Manila Ocean Park

This is my third time to visit the Manila Ocean Park, but it's always fun every time. The park was built in 2008, near Rizal Park in Manila, just behind Quirino Grandstand. It features several attractions, including an oceanarium with 5,000 creatures and 300 species. 

Aside from the oceanarium there's a marine animals show involving sea lions, a jellyfish exhibit hall, a glass-bottom boat ride, a "fish spa" where you allow fishes to nibble on your calluses and corns, and a chance to interact with the fishes with a diving system that uses a special helmet akin to an astronaut's, that will enable one to walk inside the aquarium. I usually skip through all these and just go straight to the oceanarium.

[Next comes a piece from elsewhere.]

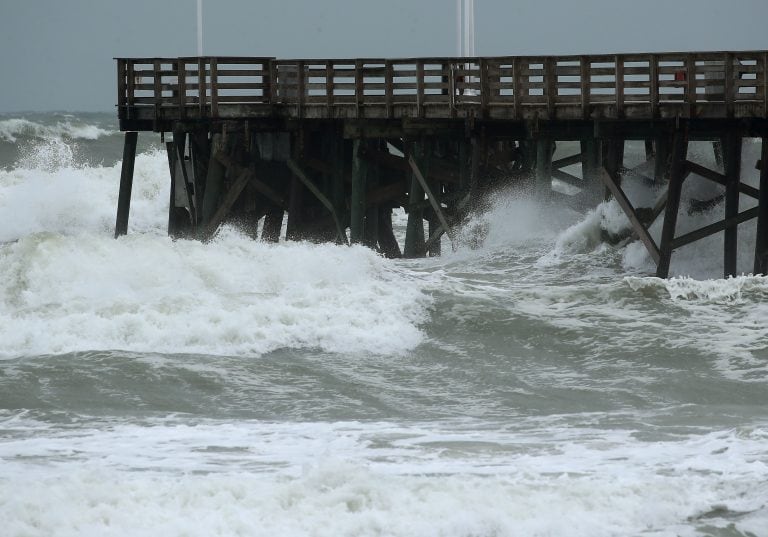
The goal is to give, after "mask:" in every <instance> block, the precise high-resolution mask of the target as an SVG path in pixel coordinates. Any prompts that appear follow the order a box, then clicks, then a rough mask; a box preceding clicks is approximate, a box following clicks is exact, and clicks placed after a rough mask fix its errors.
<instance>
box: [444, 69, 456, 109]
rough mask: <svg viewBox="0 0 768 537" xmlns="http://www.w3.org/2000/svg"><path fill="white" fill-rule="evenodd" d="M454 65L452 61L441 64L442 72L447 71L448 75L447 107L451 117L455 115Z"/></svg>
mask: <svg viewBox="0 0 768 537" xmlns="http://www.w3.org/2000/svg"><path fill="white" fill-rule="evenodd" d="M454 65H455V64H454V63H453V62H449V63H446V64H443V72H444V73H447V77H448V109H449V110H450V113H449V115H450V116H451V117H452V118H453V117H456V73H454Z"/></svg>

The oceanarium is divided into seven sections: the freshwater and rainforest-themed Agos (flow), with 8 tanks of freshwater fish and crocodile; bahura (reef), with 48 tanks complete with corals; laot (fishing ground), a long tank with plenty of huge fishes; buhay na karagatan (living ocean), the piece de resistance of the park, which features a 25-meter long acrylic tunnel that curves for 220 degrees. Here it feels that you are surrounded by the fishes and manta rays as they swim around the aquarium. 

After the tunnel comes the kalaliman (the deep) section, which features deep-water creatures that are found in the Philippines, including barracudas, and rays. Above the atrium and forming some sort of a ceiling is another aquarium that features nothing but pagi (sting rays), which is also the name of the exhibit. The last exhibit is a large tank that features a large number of sharks, mostly leopard, white tip and black tip sharks. It's impressive that they managed to put so many in one aquarium. In contrast I think I've only seen one or two sharks in Bangkok Ocean World. 

As you exit the oceanarium you'd have a pretty nice view of the Manila Bay. There are restaurants along the exit, which are nice places to catch the famous Manila sunset

Useful Info: 
The park is open from 10 am to 7pm on Mondays and Tuesdays, 10 am to 8pm from Wednesday to Friday, and from 9am to 8 pm on Saturdays, Sundays and public holidays. Entrance fee to the oceanarium is PhP400 for adults, PhP350 for children up to 4 ft (free for children below 2 ft). It is usually crowded during weekends, especially if there are field trips. 

Bring a camera with high ISO; taking pictures of moving fishes on lowlight is tricky. 


How to get there:
The park is along Roxas Boulevard, just behind the Quirino Grandstand. The street going to the park is at the corner of Roxas Boulevard and Museum Pambata, and very near the US Embassy.